Of this, Saudi Arabia accounted for 64.5 percent of this total, equating to around $877 billion worth of projects. This is followed by the UAE, where its $293 billion worth of projects accounts for 21.6 percent of the total are at various stages of development.
The gross domestic products (GDP) growth, however, is expected to decline in 2023 to 2.7 percent from 6.3 percent growth recorded last year, the report says.
“Both the hydrocarbon and non-hydrocarbon sectors have seen strong rates of recovery over the course of the last year, with economic growth in the GCC region noticeably outpacing the global average during 2022. Over this period, economic growth in GCC countries recorded an average growth rate of 6.3 percent,” it said. “As we move into 2023, GDP growth in GCC countries is expected to reach 2.7 percent.
Residential markets in the region will likely see somewhat fragmented performance in 2023, supply gluts in certain markets will drive down performance, whereas lack of supply in key business hubs such as Dubai and Riyadh is likely to mean these markets outperform.”
In 2022, the UAE was the only market to record price growth and transaction volume growth across all cities and sectors. In Dubai, whilst we do expect transaction volumes to soften year-on-year, we expect that prices will continue to increase, across both the apartment and villa segments of the market, albeit at a slower rate. In Abu Dhabi, we are forecasting growth in both the volume of transactions and the rate of price growth over the course of the coming year, it said.
Performance in the GCC’s office market was relatively upbeat over the course of 2022. In Bahrain, the prime and Grade A markets saw rates remain stable. Despite new developments scheduled to be delivered this year, CBRE anticipates the occupancy rate, which currently stands at 74 percent, ticking up and rental rates to remain stable. Occupier activity in Saudi Arabia will continue to be centred towards Riyadh, where the average occupancy rate sits at 99 percent.
“With a lack of existing supply and strong pre-leasing activity taking place in new projects which are not scheduled for delivery in the immediate future, we expect that rental rates will continue to increase in 2023. In the UAE, Abu Dhabi’s office market will start to see increased levels of activity, which, alongside constrained levels of new supply, will underpin further rental growth. In Dubai, the current occupancy rate stands at 88 percent, up from 78.8 percent a year earlier. With a limited amount of new quality supply scheduled to be delivered over the course of next year, we expect that rental rates will continue to increase in all segments of the market,” the report says.

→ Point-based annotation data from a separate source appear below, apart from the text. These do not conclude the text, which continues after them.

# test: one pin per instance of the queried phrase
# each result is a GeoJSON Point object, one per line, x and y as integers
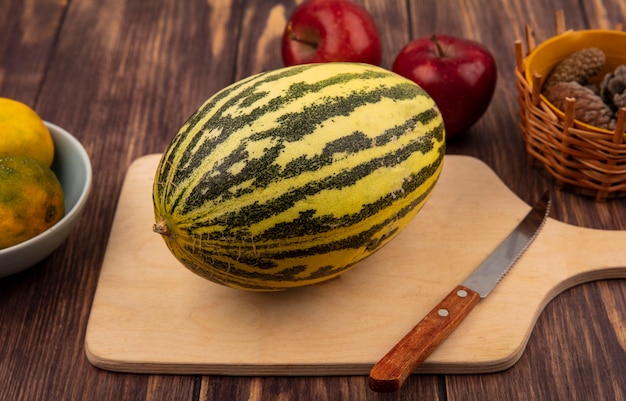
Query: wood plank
{"type": "Point", "coordinates": [27, 38]}
{"type": "Point", "coordinates": [150, 315]}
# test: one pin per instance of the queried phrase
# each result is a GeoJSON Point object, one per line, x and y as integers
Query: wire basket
{"type": "Point", "coordinates": [581, 158]}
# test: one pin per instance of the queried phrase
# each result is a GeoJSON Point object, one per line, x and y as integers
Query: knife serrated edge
{"type": "Point", "coordinates": [390, 372]}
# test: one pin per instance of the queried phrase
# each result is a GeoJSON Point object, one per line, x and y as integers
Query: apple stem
{"type": "Point", "coordinates": [294, 37]}
{"type": "Point", "coordinates": [440, 52]}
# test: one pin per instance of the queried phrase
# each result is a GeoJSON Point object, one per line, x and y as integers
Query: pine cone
{"type": "Point", "coordinates": [578, 67]}
{"type": "Point", "coordinates": [589, 107]}
{"type": "Point", "coordinates": [613, 88]}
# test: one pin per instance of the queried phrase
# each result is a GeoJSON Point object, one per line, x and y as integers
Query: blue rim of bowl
{"type": "Point", "coordinates": [81, 199]}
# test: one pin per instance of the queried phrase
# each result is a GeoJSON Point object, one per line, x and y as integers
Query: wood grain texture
{"type": "Point", "coordinates": [150, 315]}
{"type": "Point", "coordinates": [122, 75]}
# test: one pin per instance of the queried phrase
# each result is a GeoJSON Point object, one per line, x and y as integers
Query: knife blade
{"type": "Point", "coordinates": [392, 370]}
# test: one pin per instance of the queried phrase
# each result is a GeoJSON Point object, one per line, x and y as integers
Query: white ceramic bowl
{"type": "Point", "coordinates": [72, 166]}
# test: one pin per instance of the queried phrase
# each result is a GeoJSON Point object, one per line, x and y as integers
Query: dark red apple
{"type": "Point", "coordinates": [459, 74]}
{"type": "Point", "coordinates": [320, 31]}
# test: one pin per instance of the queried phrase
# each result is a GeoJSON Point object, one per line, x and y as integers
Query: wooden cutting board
{"type": "Point", "coordinates": [151, 315]}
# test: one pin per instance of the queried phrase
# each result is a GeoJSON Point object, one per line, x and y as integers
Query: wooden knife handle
{"type": "Point", "coordinates": [392, 370]}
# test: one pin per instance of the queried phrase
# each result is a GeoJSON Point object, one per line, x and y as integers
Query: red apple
{"type": "Point", "coordinates": [320, 31]}
{"type": "Point", "coordinates": [459, 74]}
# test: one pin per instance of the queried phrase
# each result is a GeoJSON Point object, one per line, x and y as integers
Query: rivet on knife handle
{"type": "Point", "coordinates": [392, 370]}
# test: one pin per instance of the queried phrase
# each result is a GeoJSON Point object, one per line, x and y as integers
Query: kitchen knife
{"type": "Point", "coordinates": [392, 370]}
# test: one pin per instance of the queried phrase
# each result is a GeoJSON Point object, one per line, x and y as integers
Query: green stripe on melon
{"type": "Point", "coordinates": [291, 177]}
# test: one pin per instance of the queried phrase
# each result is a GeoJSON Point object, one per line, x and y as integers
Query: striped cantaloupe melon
{"type": "Point", "coordinates": [291, 177]}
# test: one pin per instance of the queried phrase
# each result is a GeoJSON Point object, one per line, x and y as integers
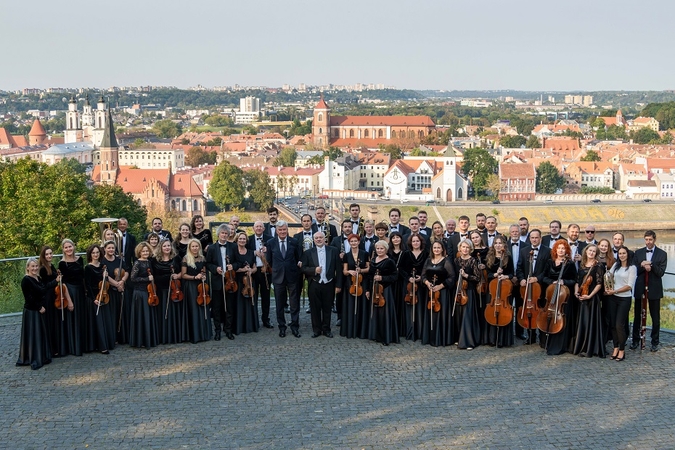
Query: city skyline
{"type": "Point", "coordinates": [434, 45]}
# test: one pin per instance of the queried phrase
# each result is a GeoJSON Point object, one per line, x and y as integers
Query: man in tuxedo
{"type": "Point", "coordinates": [328, 230]}
{"type": "Point", "coordinates": [222, 303]}
{"type": "Point", "coordinates": [261, 280]}
{"type": "Point", "coordinates": [651, 263]}
{"type": "Point", "coordinates": [283, 253]}
{"type": "Point", "coordinates": [322, 267]}
{"type": "Point", "coordinates": [540, 257]}
{"type": "Point", "coordinates": [554, 227]}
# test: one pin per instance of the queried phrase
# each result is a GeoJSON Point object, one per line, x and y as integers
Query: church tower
{"type": "Point", "coordinates": [321, 124]}
{"type": "Point", "coordinates": [109, 153]}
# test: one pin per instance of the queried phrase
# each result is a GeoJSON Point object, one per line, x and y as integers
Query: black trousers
{"type": "Point", "coordinates": [654, 312]}
{"type": "Point", "coordinates": [618, 314]}
{"type": "Point", "coordinates": [261, 289]}
{"type": "Point", "coordinates": [222, 314]}
{"type": "Point", "coordinates": [321, 302]}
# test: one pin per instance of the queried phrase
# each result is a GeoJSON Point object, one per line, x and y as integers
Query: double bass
{"type": "Point", "coordinates": [531, 292]}
{"type": "Point", "coordinates": [551, 319]}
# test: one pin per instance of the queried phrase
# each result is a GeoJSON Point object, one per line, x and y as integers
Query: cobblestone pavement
{"type": "Point", "coordinates": [261, 391]}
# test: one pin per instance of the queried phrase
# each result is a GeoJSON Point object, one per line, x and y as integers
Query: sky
{"type": "Point", "coordinates": [533, 45]}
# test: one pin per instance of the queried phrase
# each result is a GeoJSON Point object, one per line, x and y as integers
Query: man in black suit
{"type": "Point", "coordinates": [222, 303]}
{"type": "Point", "coordinates": [261, 280]}
{"type": "Point", "coordinates": [540, 257]}
{"type": "Point", "coordinates": [651, 263]}
{"type": "Point", "coordinates": [322, 267]}
{"type": "Point", "coordinates": [283, 253]}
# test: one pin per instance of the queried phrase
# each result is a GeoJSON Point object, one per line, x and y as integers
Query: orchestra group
{"type": "Point", "coordinates": [448, 284]}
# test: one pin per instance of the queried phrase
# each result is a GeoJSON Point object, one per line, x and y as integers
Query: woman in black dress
{"type": "Point", "coordinates": [200, 232]}
{"type": "Point", "coordinates": [410, 271]}
{"type": "Point", "coordinates": [355, 308]}
{"type": "Point", "coordinates": [172, 322]}
{"type": "Point", "coordinates": [246, 319]}
{"type": "Point", "coordinates": [438, 275]}
{"type": "Point", "coordinates": [101, 315]}
{"type": "Point", "coordinates": [383, 318]}
{"type": "Point", "coordinates": [72, 272]}
{"type": "Point", "coordinates": [466, 320]}
{"type": "Point", "coordinates": [198, 316]}
{"type": "Point", "coordinates": [499, 265]}
{"type": "Point", "coordinates": [559, 343]}
{"type": "Point", "coordinates": [34, 347]}
{"type": "Point", "coordinates": [589, 340]}
{"type": "Point", "coordinates": [143, 330]}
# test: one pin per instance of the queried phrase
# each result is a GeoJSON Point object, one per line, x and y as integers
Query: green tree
{"type": "Point", "coordinates": [549, 179]}
{"type": "Point", "coordinates": [478, 166]}
{"type": "Point", "coordinates": [226, 187]}
{"type": "Point", "coordinates": [166, 129]}
{"type": "Point", "coordinates": [591, 155]}
{"type": "Point", "coordinates": [259, 186]}
{"type": "Point", "coordinates": [533, 142]}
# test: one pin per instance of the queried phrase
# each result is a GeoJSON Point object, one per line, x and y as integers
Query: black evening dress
{"type": "Point", "coordinates": [466, 320]}
{"type": "Point", "coordinates": [590, 333]}
{"type": "Point", "coordinates": [383, 325]}
{"type": "Point", "coordinates": [72, 277]}
{"type": "Point", "coordinates": [355, 309]}
{"type": "Point", "coordinates": [103, 317]}
{"type": "Point", "coordinates": [413, 264]}
{"type": "Point", "coordinates": [501, 336]}
{"type": "Point", "coordinates": [198, 316]}
{"type": "Point", "coordinates": [34, 346]}
{"type": "Point", "coordinates": [143, 331]}
{"type": "Point", "coordinates": [438, 326]}
{"type": "Point", "coordinates": [559, 343]}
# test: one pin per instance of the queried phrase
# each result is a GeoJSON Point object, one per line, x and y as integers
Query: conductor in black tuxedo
{"type": "Point", "coordinates": [321, 265]}
{"type": "Point", "coordinates": [651, 263]}
{"type": "Point", "coordinates": [283, 253]}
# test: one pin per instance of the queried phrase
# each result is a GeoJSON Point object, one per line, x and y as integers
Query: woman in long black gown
{"type": "Point", "coordinates": [590, 335]}
{"type": "Point", "coordinates": [143, 331]}
{"type": "Point", "coordinates": [34, 347]}
{"type": "Point", "coordinates": [438, 275]}
{"type": "Point", "coordinates": [198, 316]}
{"type": "Point", "coordinates": [72, 271]}
{"type": "Point", "coordinates": [246, 319]}
{"type": "Point", "coordinates": [559, 343]}
{"type": "Point", "coordinates": [102, 316]}
{"type": "Point", "coordinates": [466, 320]}
{"type": "Point", "coordinates": [412, 262]}
{"type": "Point", "coordinates": [499, 265]}
{"type": "Point", "coordinates": [172, 322]}
{"type": "Point", "coordinates": [355, 308]}
{"type": "Point", "coordinates": [383, 322]}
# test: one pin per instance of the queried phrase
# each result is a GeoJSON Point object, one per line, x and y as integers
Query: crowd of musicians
{"type": "Point", "coordinates": [448, 284]}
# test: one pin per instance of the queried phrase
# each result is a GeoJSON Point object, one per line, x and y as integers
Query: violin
{"type": "Point", "coordinates": [356, 289]}
{"type": "Point", "coordinates": [434, 303]}
{"type": "Point", "coordinates": [551, 319]}
{"type": "Point", "coordinates": [230, 279]}
{"type": "Point", "coordinates": [411, 294]}
{"type": "Point", "coordinates": [153, 299]}
{"type": "Point", "coordinates": [499, 311]}
{"type": "Point", "coordinates": [531, 292]}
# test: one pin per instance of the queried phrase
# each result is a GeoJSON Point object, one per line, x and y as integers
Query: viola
{"type": "Point", "coordinates": [531, 292]}
{"type": "Point", "coordinates": [153, 299]}
{"type": "Point", "coordinates": [551, 319]}
{"type": "Point", "coordinates": [499, 311]}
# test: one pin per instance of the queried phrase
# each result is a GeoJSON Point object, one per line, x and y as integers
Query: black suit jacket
{"type": "Point", "coordinates": [310, 261]}
{"type": "Point", "coordinates": [659, 264]}
{"type": "Point", "coordinates": [284, 270]}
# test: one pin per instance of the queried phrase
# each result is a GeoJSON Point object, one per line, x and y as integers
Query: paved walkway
{"type": "Point", "coordinates": [261, 391]}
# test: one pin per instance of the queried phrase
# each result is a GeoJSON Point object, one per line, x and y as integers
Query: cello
{"type": "Point", "coordinates": [527, 314]}
{"type": "Point", "coordinates": [551, 319]}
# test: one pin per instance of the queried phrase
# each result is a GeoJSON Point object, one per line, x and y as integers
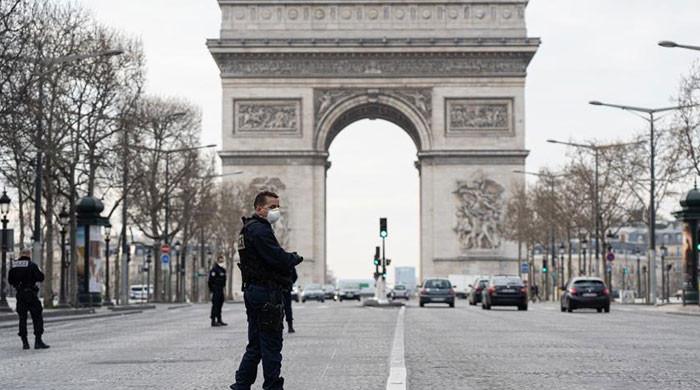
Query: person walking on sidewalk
{"type": "Point", "coordinates": [23, 276]}
{"type": "Point", "coordinates": [288, 302]}
{"type": "Point", "coordinates": [217, 285]}
{"type": "Point", "coordinates": [266, 273]}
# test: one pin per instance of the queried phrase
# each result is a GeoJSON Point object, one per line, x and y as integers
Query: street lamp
{"type": "Point", "coordinates": [562, 249]}
{"type": "Point", "coordinates": [4, 210]}
{"type": "Point", "coordinates": [596, 148]}
{"type": "Point", "coordinates": [63, 219]}
{"type": "Point", "coordinates": [107, 232]}
{"type": "Point", "coordinates": [652, 206]}
{"type": "Point", "coordinates": [178, 277]}
{"type": "Point", "coordinates": [671, 44]}
{"type": "Point", "coordinates": [37, 253]}
{"type": "Point", "coordinates": [664, 254]}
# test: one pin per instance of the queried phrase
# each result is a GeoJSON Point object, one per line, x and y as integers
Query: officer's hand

Taimur Khan, Head of Research – MENA at CBRE in Dubai, comments: “GCC economies and real estate markets, on the whole, are expected to continue to see performance levels remain relatively strong over the coming year, despite the weaker global economic backdrop. In the region’s key office markets, Dubai and Riyadh, with available supply being constrained, we expect rental rates to continue to grow. In other markets, a combination of subdued demand and excess supply will mean rental growth is likely to remain anaemic. Residential markets in the region will likely see somewhat fragmented performance in 2023, supply gluts in certain markets will drive down performance, whereas lack of supply in key business hubs such as Dubai and Riyadh is likely to mean these markets will outperform.”